A couple of years ago the Securities and Exchange Commission commissioned a survey to determine if the investing public was aware of the difference between an investment adviser and a broker/dealer, whose sales representatives often identify themselves as “financial advisers.” To those of us who are in contact with those investors it was no surprise when the survey revealed that the vast majority of individual investors did not know there was a difference.
Investment advisers are registered under the Investment Advisers Act of 1940 and required to provide objective, fiduciary investment advice to their clients. They are not only subject to more strenuous regulatory requirements, but are fully liable for their advice and actions on behalf of a client. “Financial advisers” operate under the laws governing the sale of securities and are only held to a vaguely defined standard that requires an investment to be not-unsuitable to the customer. There is a world of difference between an investment adviser and a financial advisor.
The magic word that defines the difference is Fiduciary. A “financial advisor” is generally licensed as a securities salesperson but in some cases is only licensed to sell insurance. One of the things that such salespersons vigorously avoid is any language or action that would cause them to become a fiduciary. The American Heritage Dictionary defines “fiduciary” as “A person who stands in a special relation of trust, confidence, or responsibility in his obligations to others.”

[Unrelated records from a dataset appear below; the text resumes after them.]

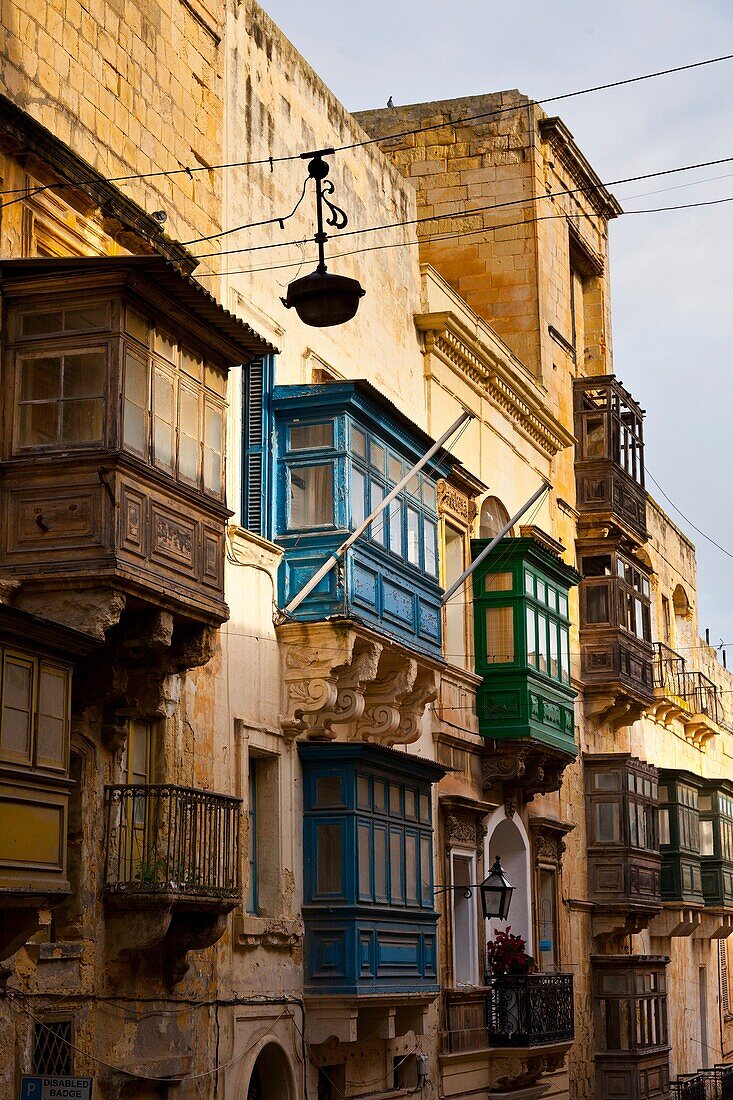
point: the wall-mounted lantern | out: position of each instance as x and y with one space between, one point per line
320 299
496 892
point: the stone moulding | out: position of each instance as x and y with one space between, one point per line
341 677
446 338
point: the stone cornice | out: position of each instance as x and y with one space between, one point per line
494 376
564 145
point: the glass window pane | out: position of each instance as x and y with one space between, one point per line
430 547
395 528
378 529
498 582
312 496
608 823
329 791
413 537
500 635
426 872
40 378
15 729
358 497
134 417
306 437
597 604
380 864
707 847
358 442
212 448
328 859
376 455
394 469
81 421
51 750
396 882
163 420
188 435
84 375
364 862
542 642
412 886
532 637
37 425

A fiduciary is, by definition, legally obligated to work in the best interest of the person or organization by whom he or she is employed. A fiduciary is obligated to whenever possible avoid conflicts of interest, and if a conflict is unavoidable to fully disclose it to the person or organization who has entrusted the fiduciary with responsibility.
Does that make a fiduciary an expert? Not at all. There are two kinds of person who are dangerous to an investment portfolio. The first is the honest and sincere but incompetent agent. The second is the fully competent and qualified person who is primarily loyal to someone or something else. Of course, when a person is both incompetent and focused on enriching themselves or a corporation that is a double whammy!
Being a fiduciary at least eliminates one of the issues. The competence issue is another area where a wise investor will pay attention. With regard to financial planning and investment management the requirements for certification, continuing education, and fiduciary performance are most strenuous for the Certified Financial Planner (CFP®), Certified Financial Analyst (CFA®), and Certified Investment Management Analyst (CIMA®) designations. For income tax and accounting advice, the gold-standard is the Certified Public Accountant (CPA).
If a person or firm has taken the time and trouble to register with state and/or federal regulatory agencies as a fiduciary adviser then at least that declaration indicates a willingness to be held to a regulatory standard. While there is no legal reqirement for a person providing investment advice to have a certification, obtaining one of the more strenuous certifications indicates that the person rendering the advice has met at least the minimum requirements to apply the needed body of knowledge to your portfolio or situation.